Cuando en 1776 el rey decretó un alto impuesto al té indio que la British East India Company vendía en las colonias norteamericanas, la respuesta de éstas fue llevar a cabo un complot contra la Corona y declarar la independencia. Entonces se formó el independentista Boston Tea Party, estrechamente ligado a la British East India Company.
Para muchos historiadores, de la talla de Arthur Schlesinger, el asunto del té fue sólo un pretexto para un grupo que ya tenía una agenda secreta. La prueba irrefutable de la actividad de las sociedades secretas en la independencia es que los miembros del Boston Tea Party eran conocidos nada menos que como Freemasons Arms, que se reunían secretamente en la Green Dragon Tavern, también llamada “Cuartel de la Revolución “, y preparaban la independencia acusando a la Corona de que se les cobraban impuestos pero no se les daba representación en la Cámara de los Comunes.
Es necesario remarcar que en el mismo año de 1776, unos pocos meses antes, nacía en Alemania, y se propagaba casi en forma inmediata a las colonias norteamericanas y a toda Europa, el grupo secreto de los Illuminati de Baviera, infiltrado también en la masonería, financiado por la casa bancaria Rothschild, y con un ideario revolucionario que compartía por entero la filosofía de los Padres Fundadores masones norteamericanos.

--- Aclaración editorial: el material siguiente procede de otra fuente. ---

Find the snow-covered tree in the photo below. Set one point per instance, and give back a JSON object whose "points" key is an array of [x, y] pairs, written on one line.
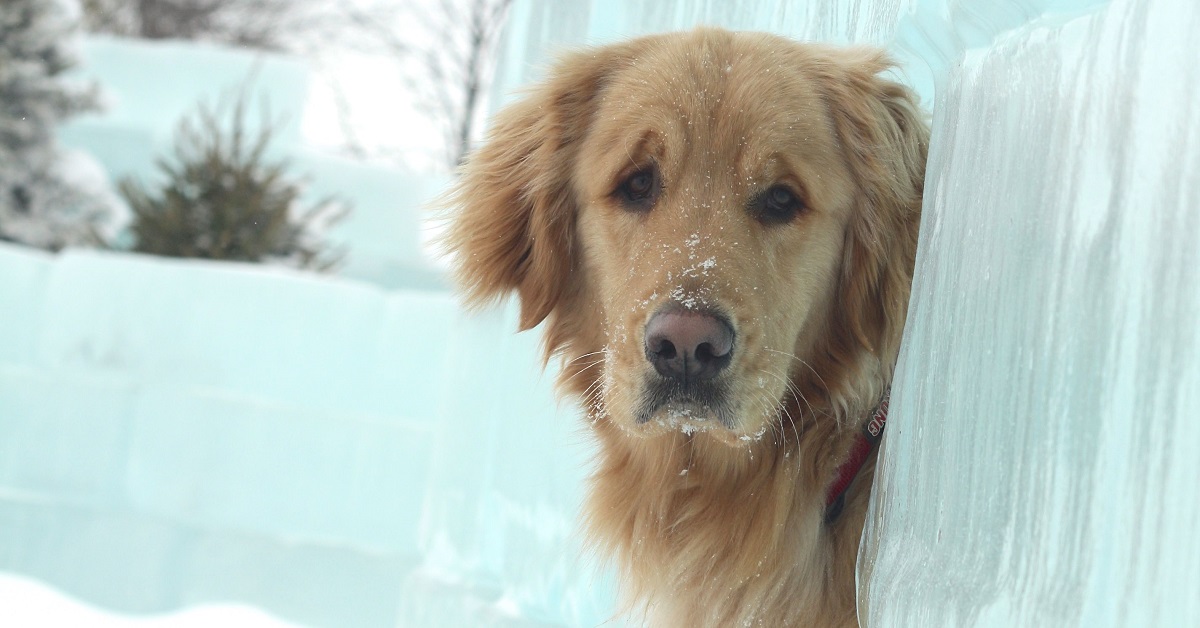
{"points": [[223, 198], [42, 199]]}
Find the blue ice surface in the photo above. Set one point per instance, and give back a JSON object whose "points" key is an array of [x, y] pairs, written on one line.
{"points": [[355, 450]]}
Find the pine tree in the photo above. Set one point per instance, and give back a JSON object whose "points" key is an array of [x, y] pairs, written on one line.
{"points": [[223, 198], [41, 202]]}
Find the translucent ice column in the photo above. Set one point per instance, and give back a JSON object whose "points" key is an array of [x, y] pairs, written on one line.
{"points": [[1041, 466]]}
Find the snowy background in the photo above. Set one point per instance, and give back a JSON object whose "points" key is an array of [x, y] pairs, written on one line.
{"points": [[265, 444]]}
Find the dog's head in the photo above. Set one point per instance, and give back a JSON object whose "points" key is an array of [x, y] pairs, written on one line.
{"points": [[715, 226]]}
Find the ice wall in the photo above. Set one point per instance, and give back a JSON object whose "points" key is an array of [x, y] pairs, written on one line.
{"points": [[1041, 467], [149, 87]]}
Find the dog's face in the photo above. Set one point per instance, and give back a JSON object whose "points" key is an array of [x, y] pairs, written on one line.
{"points": [[707, 219], [713, 204]]}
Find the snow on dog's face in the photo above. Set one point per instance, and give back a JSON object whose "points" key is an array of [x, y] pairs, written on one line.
{"points": [[706, 219]]}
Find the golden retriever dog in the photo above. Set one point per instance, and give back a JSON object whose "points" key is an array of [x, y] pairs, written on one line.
{"points": [[717, 231]]}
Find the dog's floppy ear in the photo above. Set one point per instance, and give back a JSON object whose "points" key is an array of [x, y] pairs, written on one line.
{"points": [[885, 138], [514, 207]]}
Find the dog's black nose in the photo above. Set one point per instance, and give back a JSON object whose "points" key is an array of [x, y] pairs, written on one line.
{"points": [[688, 345]]}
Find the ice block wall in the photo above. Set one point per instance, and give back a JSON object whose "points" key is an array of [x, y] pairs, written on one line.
{"points": [[179, 432]]}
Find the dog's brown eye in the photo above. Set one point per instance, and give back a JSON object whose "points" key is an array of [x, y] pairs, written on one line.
{"points": [[637, 192], [777, 205]]}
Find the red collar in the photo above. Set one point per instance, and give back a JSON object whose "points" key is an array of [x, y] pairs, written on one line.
{"points": [[863, 446]]}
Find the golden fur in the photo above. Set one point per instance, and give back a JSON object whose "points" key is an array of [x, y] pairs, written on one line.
{"points": [[711, 524]]}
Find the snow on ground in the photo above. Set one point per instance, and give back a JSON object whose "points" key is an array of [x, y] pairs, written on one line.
{"points": [[31, 604]]}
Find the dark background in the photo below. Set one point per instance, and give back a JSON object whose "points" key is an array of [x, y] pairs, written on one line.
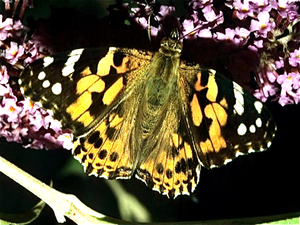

Ahora bien, todo ese clima revolucionario y de agitación contra el rey no significaba de manera alguna la ruptura de relaciones con la British East India Company. Todo lo contrario, favorecía el comercio entre ésta y las colonias norteamericanas. Más aún, muchos autores consideran que la idea inicial era convertir las colonias en corporaciones, algo similar a lo que era la India. Es por todo esto que no debe llamar en lo más mínimo la atención que las nuevas e independientes colonias norteamericanas adoptaran la propia bandera de la British East India Company, que constaba de 13 rayas horizontales rojas y blancas con una cruz roja con fondo blanco, cruz de San Jorge, la bandera real inglesa, donde hoy se sitúan las 50 estrellas de la bandera de los Estados Unidos.
La bandera fue modificada en sólo un detalle, ya que en el ángulo superior izquierdo figuraban las 13 estrellas de las 13 colonias norteamericanas iniciales.
Tampoco debe llamar la atención entonces que de los 20 protagonistas de la independencia norteamericana nacidos en las colonias, diez hayan sido masones confirmados y cinco muy probablemente lo eran, dado que hablaban bien de esa organización secreta. A ello hay que sumarle que el principal referente extranjero de la revolución norteamericana, el marqués de Lafayette, también era miembro de la masonería.
Menos aún debe llamar la atención que George Washington haya sido no sólo masón sino jefe de la masonería, que juró su cargo presidencial sobre un ejemplar de la Biblia masónica, sobre la que luego juraron todos los presidentes norteamericanos, salvo uno. La propia arquitectura y el diseño urbano de la capital norteamericana, Washington DC, es íntegramente masónico y de autoría de la Gran Logia de Maryland.
Como mínimo la mitad de sus 43 presidentes han sido masones, y un buen número de los que no lo fueron, al menos pertenecieron, como George Bush, a sociedades secretas. En el caso de Bush, pertenece a la sociedad Skull&Bones, descendiente de los Illuminati de Baviera.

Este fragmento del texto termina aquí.